“Yes Finny, we are still in Australia even after that flight.
Okay lads, put the i-phones down. Bres – don’t tweet unless you’ve got something interesting to say, so you can turn that off for the next ten years. Swanny – I can see the red light on the camera, so switch it off – it isn’t clever to put a Skype call through to Stuart at that time – he was just getting over the jetlag and some might say shouting his series averages over and over again was a bit immature. Not you obviously – you need a dictionary to know what the word immature means. Eoin put the bat down and, for God’s sake, take the helmet off.
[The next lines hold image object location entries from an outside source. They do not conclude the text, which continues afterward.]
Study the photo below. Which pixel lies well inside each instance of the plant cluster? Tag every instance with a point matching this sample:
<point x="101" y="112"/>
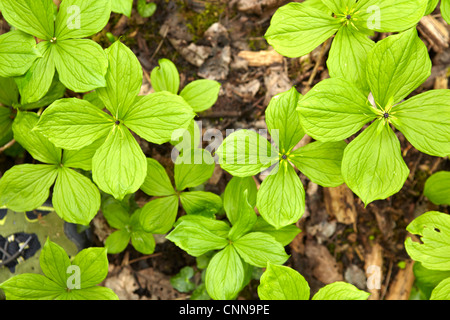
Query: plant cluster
<point x="89" y="157"/>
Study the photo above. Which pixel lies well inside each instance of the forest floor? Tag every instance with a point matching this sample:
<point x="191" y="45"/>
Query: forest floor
<point x="340" y="239"/>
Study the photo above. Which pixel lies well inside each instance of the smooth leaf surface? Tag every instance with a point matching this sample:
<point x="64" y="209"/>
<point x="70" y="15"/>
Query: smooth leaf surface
<point x="296" y="29"/>
<point x="282" y="283"/>
<point x="119" y="166"/>
<point x="334" y="110"/>
<point x="372" y="165"/>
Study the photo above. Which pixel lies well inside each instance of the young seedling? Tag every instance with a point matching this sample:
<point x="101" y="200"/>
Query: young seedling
<point x="81" y="63"/>
<point x="10" y="102"/>
<point x="119" y="166"/>
<point x="281" y="198"/>
<point x="122" y="216"/>
<point x="159" y="215"/>
<point x="199" y="94"/>
<point x="238" y="247"/>
<point x="63" y="278"/>
<point x="433" y="249"/>
<point x="298" y="28"/>
<point x="284" y="283"/>
<point x="25" y="187"/>
<point x="336" y="109"/>
<point x="437" y="188"/>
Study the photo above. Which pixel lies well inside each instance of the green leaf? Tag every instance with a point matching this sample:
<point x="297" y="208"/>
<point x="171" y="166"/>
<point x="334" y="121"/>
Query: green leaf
<point x="93" y="264"/>
<point x="182" y="280"/>
<point x="437" y="188"/>
<point x="122" y="6"/>
<point x="81" y="19"/>
<point x="283" y="235"/>
<point x="434" y="231"/>
<point x="246" y="218"/>
<point x="372" y="165"/>
<point x="31" y="286"/>
<point x="281" y="197"/>
<point x="283" y="121"/>
<point x="165" y="77"/>
<point x="234" y="196"/>
<point x="193" y="168"/>
<point x="321" y="162"/>
<point x="119" y="166"/>
<point x="391" y="16"/>
<point x="225" y="275"/>
<point x="117" y="241"/>
<point x="340" y="291"/>
<point x="93" y="293"/>
<point x="334" y="110"/>
<point x="201" y="94"/>
<point x="33" y="141"/>
<point x="82" y="158"/>
<point x="81" y="63"/>
<point x="348" y="57"/>
<point x="157" y="182"/>
<point x="123" y="80"/>
<point x="257" y="249"/>
<point x="145" y="9"/>
<point x="74" y="123"/>
<point x="75" y="198"/>
<point x="27" y="186"/>
<point x="246" y="153"/>
<point x="33" y="17"/>
<point x="54" y="262"/>
<point x="156" y="116"/>
<point x="201" y="202"/>
<point x="159" y="215"/>
<point x="17" y="53"/>
<point x="442" y="291"/>
<point x="296" y="29"/>
<point x="427" y="130"/>
<point x="282" y="283"/>
<point x="396" y="66"/>
<point x="445" y="10"/>
<point x="195" y="238"/>
<point x="37" y="81"/>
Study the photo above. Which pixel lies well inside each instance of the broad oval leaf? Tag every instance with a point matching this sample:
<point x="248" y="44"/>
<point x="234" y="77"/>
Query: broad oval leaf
<point x="334" y="110"/>
<point x="119" y="166"/>
<point x="282" y="283"/>
<point x="372" y="165"/>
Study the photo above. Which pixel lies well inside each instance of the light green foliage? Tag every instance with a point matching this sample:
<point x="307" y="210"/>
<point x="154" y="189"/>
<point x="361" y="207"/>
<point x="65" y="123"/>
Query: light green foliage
<point x="284" y="283"/>
<point x="191" y="170"/>
<point x="281" y="198"/>
<point x="336" y="109"/>
<point x="63" y="278"/>
<point x="81" y="63"/>
<point x="118" y="165"/>
<point x="296" y="29"/>
<point x="25" y="187"/>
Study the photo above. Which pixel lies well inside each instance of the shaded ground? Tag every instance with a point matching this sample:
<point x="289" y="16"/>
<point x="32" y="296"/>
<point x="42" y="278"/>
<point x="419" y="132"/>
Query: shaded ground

Right. First up, I don’t want you to get distracted by what you’ve read in the papers about how England’s finest is dealing with the Australian spinner. If we let him settle into a rhythm, he can keep going for hours and we’ll be flat on our backs, spent. Instead, we’ve got to get on top of him straight away, use plenty of wrist work and make him go through all his variations early. If he starts looking for cracks instead of getting his balls right up, we’ll know we’re winning, but if he comes hard at us, and it explodes off a length, it could get very messy. Oh for God’s sake Swanny, what is so funny? Beer or Smith. Who did you think I was talking about?
We’ve done very well so far (except Stuart and he’s gone) so I want to see more of the same on Thursday. The WACA is not as quick as it was, though I’m only talking about the cut strip, so Mitchell might get it through sharpish. Jimmy – is Jimmy back yet? – is key early on and then I want Bres and Finny to keep it nice and tight until Swanny can come on, though I might hold him back if it means he’ll get fewer votes in Sports Personality of the Year. Well obviously I don’t want you to win it Swanny – look what happened to Fred.”